Press Flowers for “Quarantine Herbarium”

From herbariums, fascinating time capsules are obtained. There is probably a room in a museum or university near you with pages and pages of old, large sheets of paper, each with a dried, whole plant neatly glued to it. These are the plant equivalents of dinosaur bones or stuffed animals: once living specimens, preserved for the future, with all their details intact, because they are not drawings or prints, but the plants themselves.

If you take daily walks , like me, you probably notice something that you have never done before, or pay extra attention to it. I know the neighbor’s pink dogwoods have recently started blooming near me, garlic mustard is starting to take up the corner of my backyard (it’s aggressive, I really have to pull it out), and my daughter’s favorite dandelions have been fully blooming for weeks now.

I don’t have the strength to write a lot, but I photographed what I see. And now that I know about the quarantine herbarium, I can start clicking on some plants to create a nature scrapbook made from real pieces of nature.

Historian Elaine Ayers has created a collaborative quarantine herbarium project and the contributions are open to everyone.
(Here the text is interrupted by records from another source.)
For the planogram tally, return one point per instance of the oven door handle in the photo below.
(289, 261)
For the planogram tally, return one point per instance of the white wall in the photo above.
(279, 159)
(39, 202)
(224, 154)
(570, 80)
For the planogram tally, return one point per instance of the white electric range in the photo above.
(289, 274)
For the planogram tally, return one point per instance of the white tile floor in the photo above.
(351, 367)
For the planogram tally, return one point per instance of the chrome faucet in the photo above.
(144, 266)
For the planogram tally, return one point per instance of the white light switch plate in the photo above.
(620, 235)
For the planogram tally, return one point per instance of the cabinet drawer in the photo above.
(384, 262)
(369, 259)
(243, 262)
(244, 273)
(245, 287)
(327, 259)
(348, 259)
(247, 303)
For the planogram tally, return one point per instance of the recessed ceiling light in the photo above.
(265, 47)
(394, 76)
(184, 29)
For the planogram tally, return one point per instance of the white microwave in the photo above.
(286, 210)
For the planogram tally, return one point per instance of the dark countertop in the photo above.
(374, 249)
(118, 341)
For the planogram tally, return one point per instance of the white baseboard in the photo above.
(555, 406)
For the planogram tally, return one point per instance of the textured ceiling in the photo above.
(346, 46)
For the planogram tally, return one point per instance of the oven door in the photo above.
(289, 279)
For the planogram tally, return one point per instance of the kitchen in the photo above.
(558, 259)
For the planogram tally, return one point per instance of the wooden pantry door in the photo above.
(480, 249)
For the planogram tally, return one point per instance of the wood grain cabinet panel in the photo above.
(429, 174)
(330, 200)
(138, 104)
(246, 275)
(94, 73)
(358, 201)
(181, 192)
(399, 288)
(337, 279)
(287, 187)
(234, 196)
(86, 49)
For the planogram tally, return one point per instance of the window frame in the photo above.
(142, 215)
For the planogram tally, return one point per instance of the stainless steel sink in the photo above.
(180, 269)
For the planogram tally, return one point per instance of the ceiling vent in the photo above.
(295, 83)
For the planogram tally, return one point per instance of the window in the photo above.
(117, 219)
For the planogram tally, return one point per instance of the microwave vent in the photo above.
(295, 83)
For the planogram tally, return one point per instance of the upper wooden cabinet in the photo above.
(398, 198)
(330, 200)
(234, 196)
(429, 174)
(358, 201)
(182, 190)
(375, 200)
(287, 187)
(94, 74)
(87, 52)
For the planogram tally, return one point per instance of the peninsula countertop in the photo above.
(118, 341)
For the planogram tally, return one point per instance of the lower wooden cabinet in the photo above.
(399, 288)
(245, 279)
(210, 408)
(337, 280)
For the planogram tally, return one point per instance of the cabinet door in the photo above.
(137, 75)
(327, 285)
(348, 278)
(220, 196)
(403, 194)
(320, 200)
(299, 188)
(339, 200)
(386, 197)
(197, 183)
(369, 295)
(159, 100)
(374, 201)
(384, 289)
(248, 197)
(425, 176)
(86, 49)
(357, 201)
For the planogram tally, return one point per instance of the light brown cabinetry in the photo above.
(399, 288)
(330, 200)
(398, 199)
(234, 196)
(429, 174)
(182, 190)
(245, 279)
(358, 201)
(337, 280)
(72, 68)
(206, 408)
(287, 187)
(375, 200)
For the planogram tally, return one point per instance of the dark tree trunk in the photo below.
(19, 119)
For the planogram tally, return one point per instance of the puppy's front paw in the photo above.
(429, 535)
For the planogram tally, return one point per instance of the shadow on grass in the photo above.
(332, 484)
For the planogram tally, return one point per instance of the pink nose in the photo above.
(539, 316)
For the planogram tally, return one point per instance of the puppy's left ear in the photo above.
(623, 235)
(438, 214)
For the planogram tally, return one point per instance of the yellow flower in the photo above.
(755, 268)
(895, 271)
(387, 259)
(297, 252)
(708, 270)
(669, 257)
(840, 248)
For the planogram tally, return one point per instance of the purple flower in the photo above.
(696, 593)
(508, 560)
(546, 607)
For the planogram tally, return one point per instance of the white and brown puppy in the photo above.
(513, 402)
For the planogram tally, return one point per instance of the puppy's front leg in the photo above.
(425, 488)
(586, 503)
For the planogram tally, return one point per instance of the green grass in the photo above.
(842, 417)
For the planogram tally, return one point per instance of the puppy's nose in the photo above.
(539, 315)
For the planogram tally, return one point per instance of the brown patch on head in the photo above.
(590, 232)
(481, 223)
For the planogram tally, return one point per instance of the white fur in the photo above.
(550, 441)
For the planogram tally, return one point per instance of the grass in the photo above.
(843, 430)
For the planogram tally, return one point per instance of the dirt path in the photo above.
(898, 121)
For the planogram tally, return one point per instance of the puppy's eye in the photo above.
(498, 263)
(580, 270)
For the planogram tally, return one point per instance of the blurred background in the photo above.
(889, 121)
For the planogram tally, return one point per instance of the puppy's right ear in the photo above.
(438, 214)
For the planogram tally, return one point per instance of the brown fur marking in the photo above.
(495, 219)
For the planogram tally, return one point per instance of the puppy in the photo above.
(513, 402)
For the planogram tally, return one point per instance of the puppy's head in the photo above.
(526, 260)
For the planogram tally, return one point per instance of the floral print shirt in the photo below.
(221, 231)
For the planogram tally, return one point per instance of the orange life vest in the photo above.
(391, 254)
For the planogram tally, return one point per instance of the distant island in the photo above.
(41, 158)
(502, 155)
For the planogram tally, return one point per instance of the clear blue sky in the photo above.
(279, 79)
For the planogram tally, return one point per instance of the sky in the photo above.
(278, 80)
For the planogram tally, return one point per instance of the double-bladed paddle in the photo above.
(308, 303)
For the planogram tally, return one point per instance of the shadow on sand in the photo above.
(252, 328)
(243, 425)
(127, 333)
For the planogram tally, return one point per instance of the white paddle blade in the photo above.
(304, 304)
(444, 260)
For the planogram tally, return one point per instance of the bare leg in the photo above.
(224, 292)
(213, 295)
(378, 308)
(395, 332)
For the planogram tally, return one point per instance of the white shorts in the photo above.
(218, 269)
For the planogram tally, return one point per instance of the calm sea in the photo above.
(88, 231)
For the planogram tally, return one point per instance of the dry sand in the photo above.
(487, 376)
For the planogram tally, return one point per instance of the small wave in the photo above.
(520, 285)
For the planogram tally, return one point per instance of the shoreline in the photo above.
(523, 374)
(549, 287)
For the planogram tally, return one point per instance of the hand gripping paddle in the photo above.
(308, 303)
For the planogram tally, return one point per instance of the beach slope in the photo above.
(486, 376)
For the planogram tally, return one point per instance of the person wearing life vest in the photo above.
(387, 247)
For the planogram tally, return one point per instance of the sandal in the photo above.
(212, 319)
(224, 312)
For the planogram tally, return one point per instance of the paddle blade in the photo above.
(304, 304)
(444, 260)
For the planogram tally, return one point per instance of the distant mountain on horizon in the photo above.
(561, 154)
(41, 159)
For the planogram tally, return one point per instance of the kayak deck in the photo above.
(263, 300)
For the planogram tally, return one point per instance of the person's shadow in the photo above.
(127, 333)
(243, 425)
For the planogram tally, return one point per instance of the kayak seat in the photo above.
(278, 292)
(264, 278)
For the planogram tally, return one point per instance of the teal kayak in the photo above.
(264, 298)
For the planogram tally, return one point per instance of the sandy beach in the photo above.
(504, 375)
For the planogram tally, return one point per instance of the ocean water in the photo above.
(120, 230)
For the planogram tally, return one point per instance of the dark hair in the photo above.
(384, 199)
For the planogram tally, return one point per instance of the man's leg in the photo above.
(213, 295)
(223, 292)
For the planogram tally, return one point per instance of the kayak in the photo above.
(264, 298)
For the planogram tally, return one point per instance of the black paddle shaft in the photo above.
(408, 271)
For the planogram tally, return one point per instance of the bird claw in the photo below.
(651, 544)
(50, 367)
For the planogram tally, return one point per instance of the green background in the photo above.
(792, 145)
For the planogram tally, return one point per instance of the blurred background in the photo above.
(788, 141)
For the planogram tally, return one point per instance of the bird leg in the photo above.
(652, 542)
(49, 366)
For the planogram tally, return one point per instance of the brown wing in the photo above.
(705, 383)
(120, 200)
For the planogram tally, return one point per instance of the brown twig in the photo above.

Click on your own samples, scan or photograph them and email them to add them to your collection. (Instructions are here .)

Regardless of whether you are participating in the project or not, you can always create a herbarium for yourself as a kind of time capsule of what you have experienced this season. A herbarium specimen usually includes a record of when and where the plant was harvested; you can add as many additional details as you like. It is also not necessary to stick to wild individuals. Houseplants count as well, and I noticed a photograph of freshly harvested garden asparagus in the collection with the note that “these specimens will be consumed after documentation.”

Like maps and kid-friendly time capsules , a herbarium can be a way to connect with your surroundings and live a little in the present moment, consciously creating a record that you can return to in the future.